This article explains how to debug your code with GDB on the host device by instantiating a sycl::queue with the sycl::host_selector{}.
However, when trying to do this with the following snippet of code:
#include <CL/sycl.hpp>
using namespace sycl;
static const int N = 16;
int main()
{
queue q(sycl::host_selector{});
std::cout << "Device: " << q.get_device().get_info<info::device::name>() << std::endl;
std::vector<int> v(N);
for(int i=0; i<N; i++) v[i] = i;
buffer<int, 1> buf(v.data(), v.size());
q.submit([&] (handler &h)
{
auto A = buf.get_access<access::mode::read_write>(h);
h.parallel_for(range<1>(N), [=](id<1> i)
{
A[i] *= 2;
});
});
buf.get_access<access::mode::read>(); // <--- Host Accessor to Synchronize Memory
for(int i=0; i<N; i++) std::cout << v[i] << std::endl;
return 0;
}
I get the runtime error:
No device of requested type available. Please check https://software.intel.com/content/www/us/en/develop/articles/intel-oneapi-dpcpp-system-requirements.html -1 (PI_ERROR_DEVICE_NOT_FOUND)
and a compiler warning about host_selector not being supported anymore.
So I think I understand that host_selector isn’t usable anymore but is there an alternative to debug a SYCL application using GDB? I couldn’t find anything on the internet.
I managed to debug this test application with the help of sycl::out and printing values in the terminal but that’s far less convenient than being able to use GDB.

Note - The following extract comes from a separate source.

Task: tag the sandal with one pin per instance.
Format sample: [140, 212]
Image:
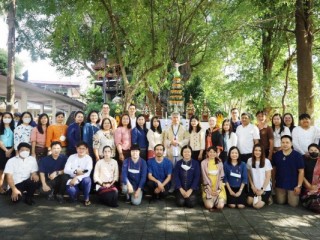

Is there a recent alternative to host_selector and the host device in general ?
I’m not sure how I can check the version of my SYCL / Intel DPCPP installation but all SYCL headers are installed in /opt/intel/oneapi/compiler/2023.2.1/linux/include/sycl/ so I assume this is a 2023 version of SYCL. I installed Intel Base OneAPI kit using this method.
Hi @Adhesive_Bagels,
indeed sycl::host_selector
is not part of the SYCL 2020 specification, which is implemented by the DPC++ compiler (including the compiler version you have, 2023.2.1).
In SYCL 2020, the way to run on a CPU would be to use a CPU target device. You can select one using the built-in CPU device selector sycl::cpu_selector_v
like this:
sycl::queue q{sycl::cpu_selector_v};
q.submit([&](handler& cgh) {
// your task here
});
or with the DPC++ implementation you can also use the default device selector:
sycl::queue q{};
q.submit([&](handler& cgh) {
// your task here
});
and narrow down the list of available devices when starting the application with the environment variable ONEAPI_DEVICE_SELECTOR=*:cpu
documented here.
The CPU device is implemented by the DPC++ in Intel’s oneAPI Base Toolkit using the OpenCL backend and drivers. If you installed the toolkit through a package manager, the OpenCL CPU support should be already available. You can confirm by running sycl-ls
which should list a opencl:cpu
device like this (among others):
[opencl:cpu:1] Intel(R) OpenCL, 12th Gen Intel(R) Core(TM) i9-12900K 3.0 [2023.16.6.0.22_223734]
Hi @rbielski , thanks for your answer.
I could select the CPU for the execution of my code using cpu_selector_v
but I still couldn’t debug my code line by line using GDB (using the integration of GDB in my QtCreator IDE to be precise).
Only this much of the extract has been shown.